Edelmetalle: Liquiditätsspritzen der Fed unterstützen die Preise
14.03.08 19:55
  
Edelmetalle: Liquiditätsspritzen der Fed unterstützen die Preise

Der Dollar gibt weiter die Richtung für die Edelmetallpreise und dabei vor allem für den Goldpreis vor. Folglich wurde der Komplex am Wochenanfang, als sich der Dollar vorübergehend aufwertete, etwas niedriger gehandelt. 

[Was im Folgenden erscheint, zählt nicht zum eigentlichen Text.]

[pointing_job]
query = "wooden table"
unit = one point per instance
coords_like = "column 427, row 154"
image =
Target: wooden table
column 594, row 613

Doch mit der in dieser Woche angekündigten Verlängerung und Erweiterung des Liquiditätsprogramms der Federal Reserve kehrte die optimistische Stimmung an die Edelmetallmärkte zurück. Gold kostet derzeit USD 995 und Silber USD 20.60. Die Preise für Platin und Palladium liegen bei USD 2’100 bzw. USD 500.

Wie wir bereits in früheren Ausgaben des Research Weekly – Commodities dargelegt haben, hat die Goldpreisrally inzwischen ein fortgeschritteneres Stadium erreicht, was gleichbedeutend ist mit einer Verlangsamung der Preissteigerungen und zunehmender Volatilität. Dies wird auch  durch die jüngsten Preisbewegungen am Goldmarkt sowie an anderen Edelmetallmärkten bestätigt. Seit Beginn der  Liquiditätsprobleme an den Geldmärkten im August 2007 steigt die Volatilität stetig an. Der Goldpreis hat sich seitdem um etwa 45% erhöht. Inzwischen wirkt sich die Rally allmählich negativ auf den physischen Goldmarkt aus.

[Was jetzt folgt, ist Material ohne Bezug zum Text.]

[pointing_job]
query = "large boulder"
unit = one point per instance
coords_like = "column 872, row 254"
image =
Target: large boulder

Die aktuellen Zahlen zeigen, dass die Nachfrage der Schmuckindustrie durch die Preissteigerung stark in Mitleidenschaft gezogen wurde. Im 4. Quartal 2007 sank die Nachfrage der Schmuckindustrie nach Gold auf globaler Basis um 17% YoY. Die Abschwächung des physischen Markts dürfte die Volatilität in den kommenden Monaten sogar noch weiter forcieren. Sie ist auch der Hauptgrund, warum wir von einer gewissen Verlangsamung der Goldrally ausgehen.

Ungeachtet der Entwicklung am physischen Markt ist das Umfeld an den Finanzmärkten noch immer äusserst günstig für Gold. Die Dollar-Talfahrt geht weiter, wobei wir insbesondere gegenüber den asiatischen Währungen eine weitere Abwertung erwarten. Hinzu kommt, dass die in den TIPS (Treasury Inflation Protected Securities) eingepreisten US-Inflationserwartungen stark steigen.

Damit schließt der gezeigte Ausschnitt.